The list is bigger than most people realise and has grown in recent years as Vietnam liberalises tourism rules.

Rules current as of 2026-05-17. Confirm via the Vietnamese embassy in your country before travel.

The full list

45 days

  • Belarus
  • Russia

30 days

  • Cambodia (ASEAN)
  • Indonesia (ASEAN)
  • Kyrgyzstan
  • Laos (ASEAN)
  • Myanmar (ASEAN)
  • Singapore (ASEAN)
  • Thailand (ASEAN)

21 days

  • Philippines (ASEAN — special arrangement)

15 days

  • Brunei (ASEAN)
  • Denmark
  • Finland
  • France
  • Germany
  • Italy
  • Japan
  • Norway
  • Russia (also has the 45-day option above for tourism)
  • South Korea
  • Spain
  • Sweden
  • United Kingdom (England, Scotland, Wales, Northern Ireland)
  • Chile (only for diplomatic/official passports)

Phú Quốc-only (30 days, any nationality)

If you fly directly to Phú Quốc and remain on the island, any nationality gets 30 days visa-free under the island's special scheme. See Phú Quốc visa-free.

What the visa-free entry covers

  • Tourism
  • Business meetings, conferences, short courses
  • Visiting family or friends
  • Transit through Vietnam to a third country

It does NOT cover:

  • Paid employment in Vietnam
  • Studying in a formal Vietnamese programme
  • Journalism in a reporting capacity (requires PV press visa)

Key conditions

ConditionRequirement
Passport validity6+ months beyond intended date of departure from Vietnam
Return / onward ticketSometimes asked for; airlines almost always require it for boarding
Sufficient fundsOfficially required; rarely checked
Entry into the country in questionMust use a recognised international port — major airports + land borders

Re-entry rules

You can re-enter Vietnam on visa-free entry again without a minimum gap between exits and re-entries — there's no longer a 30-day cooling-off rule that existed in earlier policy cycles.

However: repeated back-to-back visa-free entries used as a long-stay workaround (the "permanent tourist" pattern) are increasingly flagged. See visa runs. For genuine long stays, switch to a proper visa class.

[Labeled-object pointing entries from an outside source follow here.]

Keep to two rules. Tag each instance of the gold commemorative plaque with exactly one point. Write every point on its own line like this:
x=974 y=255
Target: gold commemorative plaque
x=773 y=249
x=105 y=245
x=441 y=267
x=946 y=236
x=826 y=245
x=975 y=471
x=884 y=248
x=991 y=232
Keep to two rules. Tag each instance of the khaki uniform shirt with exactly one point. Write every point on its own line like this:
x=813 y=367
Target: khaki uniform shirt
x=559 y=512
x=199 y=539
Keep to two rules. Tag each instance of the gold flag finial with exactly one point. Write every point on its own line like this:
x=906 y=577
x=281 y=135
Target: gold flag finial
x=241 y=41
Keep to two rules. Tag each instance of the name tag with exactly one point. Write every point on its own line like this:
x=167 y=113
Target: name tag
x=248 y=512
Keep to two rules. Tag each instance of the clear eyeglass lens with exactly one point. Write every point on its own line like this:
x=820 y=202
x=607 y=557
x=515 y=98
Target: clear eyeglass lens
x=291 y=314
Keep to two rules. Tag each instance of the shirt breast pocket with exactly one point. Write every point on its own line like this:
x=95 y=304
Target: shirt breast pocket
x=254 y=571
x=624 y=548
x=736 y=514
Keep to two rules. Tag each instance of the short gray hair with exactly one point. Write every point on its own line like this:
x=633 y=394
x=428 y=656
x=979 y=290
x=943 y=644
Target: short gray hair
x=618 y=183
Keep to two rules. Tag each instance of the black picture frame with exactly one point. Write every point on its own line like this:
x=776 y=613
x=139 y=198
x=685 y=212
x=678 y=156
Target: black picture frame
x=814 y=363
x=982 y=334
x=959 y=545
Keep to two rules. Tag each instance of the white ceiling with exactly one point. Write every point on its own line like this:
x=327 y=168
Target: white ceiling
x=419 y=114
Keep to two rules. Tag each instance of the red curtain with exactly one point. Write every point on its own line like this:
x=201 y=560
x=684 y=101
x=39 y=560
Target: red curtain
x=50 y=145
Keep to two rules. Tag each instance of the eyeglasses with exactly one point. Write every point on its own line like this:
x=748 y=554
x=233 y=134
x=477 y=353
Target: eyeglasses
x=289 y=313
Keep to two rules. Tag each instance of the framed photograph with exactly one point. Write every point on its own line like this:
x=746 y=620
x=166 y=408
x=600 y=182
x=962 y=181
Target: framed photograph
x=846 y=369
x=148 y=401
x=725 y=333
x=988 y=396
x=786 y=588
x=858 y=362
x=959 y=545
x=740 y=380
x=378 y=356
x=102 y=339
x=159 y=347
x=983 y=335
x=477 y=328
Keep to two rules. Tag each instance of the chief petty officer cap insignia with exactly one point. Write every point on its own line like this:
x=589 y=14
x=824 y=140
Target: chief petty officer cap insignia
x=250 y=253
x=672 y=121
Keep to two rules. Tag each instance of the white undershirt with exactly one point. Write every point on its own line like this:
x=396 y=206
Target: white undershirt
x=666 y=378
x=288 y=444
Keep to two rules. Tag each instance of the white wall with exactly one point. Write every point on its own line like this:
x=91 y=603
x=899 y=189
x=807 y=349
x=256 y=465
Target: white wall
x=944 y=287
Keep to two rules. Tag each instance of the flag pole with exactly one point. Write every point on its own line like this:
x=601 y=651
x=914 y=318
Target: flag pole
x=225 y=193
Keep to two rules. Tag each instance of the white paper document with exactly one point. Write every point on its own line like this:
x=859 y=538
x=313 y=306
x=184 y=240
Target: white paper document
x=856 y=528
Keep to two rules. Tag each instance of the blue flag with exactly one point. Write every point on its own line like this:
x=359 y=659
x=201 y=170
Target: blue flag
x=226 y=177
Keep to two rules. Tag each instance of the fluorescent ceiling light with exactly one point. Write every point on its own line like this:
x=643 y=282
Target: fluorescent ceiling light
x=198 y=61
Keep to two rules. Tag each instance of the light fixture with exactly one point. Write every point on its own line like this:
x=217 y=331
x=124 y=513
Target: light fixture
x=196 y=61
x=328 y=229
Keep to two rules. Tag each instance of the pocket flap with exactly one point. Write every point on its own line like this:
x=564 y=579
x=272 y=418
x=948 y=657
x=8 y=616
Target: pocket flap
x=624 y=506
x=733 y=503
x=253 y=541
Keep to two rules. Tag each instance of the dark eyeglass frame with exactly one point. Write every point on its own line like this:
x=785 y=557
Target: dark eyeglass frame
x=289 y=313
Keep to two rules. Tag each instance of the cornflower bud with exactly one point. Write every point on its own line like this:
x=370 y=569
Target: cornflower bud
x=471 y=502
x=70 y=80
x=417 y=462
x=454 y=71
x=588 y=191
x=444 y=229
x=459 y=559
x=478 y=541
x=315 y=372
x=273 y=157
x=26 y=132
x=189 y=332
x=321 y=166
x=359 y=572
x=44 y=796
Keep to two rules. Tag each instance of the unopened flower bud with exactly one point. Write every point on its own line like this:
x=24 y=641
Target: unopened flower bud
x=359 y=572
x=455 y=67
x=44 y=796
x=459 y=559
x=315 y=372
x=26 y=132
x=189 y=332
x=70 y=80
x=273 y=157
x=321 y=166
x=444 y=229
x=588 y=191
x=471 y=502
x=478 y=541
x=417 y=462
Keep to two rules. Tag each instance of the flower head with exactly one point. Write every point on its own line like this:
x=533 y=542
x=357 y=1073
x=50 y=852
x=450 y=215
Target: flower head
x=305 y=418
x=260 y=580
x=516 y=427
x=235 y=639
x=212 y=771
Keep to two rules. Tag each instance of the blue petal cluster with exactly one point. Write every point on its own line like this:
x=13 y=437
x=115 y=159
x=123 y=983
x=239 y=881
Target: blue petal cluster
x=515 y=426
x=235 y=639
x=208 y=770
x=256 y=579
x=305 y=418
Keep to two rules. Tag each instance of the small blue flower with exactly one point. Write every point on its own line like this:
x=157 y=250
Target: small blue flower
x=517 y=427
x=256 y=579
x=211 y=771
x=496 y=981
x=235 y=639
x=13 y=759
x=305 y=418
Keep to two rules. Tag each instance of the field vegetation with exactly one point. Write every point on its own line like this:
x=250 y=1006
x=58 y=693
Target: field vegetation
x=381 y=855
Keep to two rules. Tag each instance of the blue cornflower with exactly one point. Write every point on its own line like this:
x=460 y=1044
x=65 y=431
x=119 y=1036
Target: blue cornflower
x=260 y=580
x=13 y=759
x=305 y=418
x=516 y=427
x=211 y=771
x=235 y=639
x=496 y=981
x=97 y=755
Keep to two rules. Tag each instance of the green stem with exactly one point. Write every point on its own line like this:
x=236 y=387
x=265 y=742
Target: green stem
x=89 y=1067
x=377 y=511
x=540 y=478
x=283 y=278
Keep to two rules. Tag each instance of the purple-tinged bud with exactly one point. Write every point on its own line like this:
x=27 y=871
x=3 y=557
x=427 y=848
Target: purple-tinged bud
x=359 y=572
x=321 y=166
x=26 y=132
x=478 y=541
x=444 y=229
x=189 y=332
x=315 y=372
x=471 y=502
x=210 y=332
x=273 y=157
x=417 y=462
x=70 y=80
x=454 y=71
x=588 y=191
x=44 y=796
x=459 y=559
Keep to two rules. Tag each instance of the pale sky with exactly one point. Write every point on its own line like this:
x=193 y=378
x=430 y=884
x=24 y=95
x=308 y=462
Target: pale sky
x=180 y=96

When to use visa-free vs e-visa

SituationUse visa-freeUse e-visa
Visit of 14 days or lessEither works
Visit of 15–45 days, eligible countryEither works
Visit longer than your country's visa-free allowance
Multiple-entry needed within 90 days✓ (e-visa is multi-entry; visa-free reset depends on the bilateral)
Travelling on an unlisted-nationality passport✓ (or eligible visa class)
Family member on a different passport that isn't listedPerson with listed passport uses visa-free; other person needs e-visa✓ for the second person

A common pattern for tourists from the UK / France / Germany / Japan / Korea: enter visa-free for the first 15 days, then if you want more time apply for the e-visa from inside Vietnam to extend — though "extension" of visa-free entry is not technically how this works (you must exit and re-enter on the e-visa instead). See visa extensions.

Practical mechanics

At the airport / land border:

  1. Present passport at Immigration.
  2. Officer checks the passport, the date, and the stamp/sticker policy.
  3. You receive an entry stamp showing the allowed duration.
  4. No paperwork, no fees, no advance form.

Some airlines (Vietnam Airlines, Bambo Airways) will ask for a return ticket at check-in. Have an onward booking ready.

When the visa-free entry can be refused

Rare but possible:

  • Passport damage, less than 6 months validity
  • Suspected purpose-of-visit mismatch (e.g., bringing equipment that suggests paid work)
  • Previous Vietnamese overstay or deportation history
  • Suspected "permanent tourist" pattern on repeated entries
  • Country-specific events (occasional emergency border closures)

In all these cases the officer has discretion to refuse entry; you'd be put on the next flight out at your own cost.

Children on visa-free entries

Children with their own passport are treated independently — they enter under their own nationality rules. If your child's passport is from a country not on the visa-free list (e.g., child of dual nationals where one passport is not eligible), they need a separate e-visa.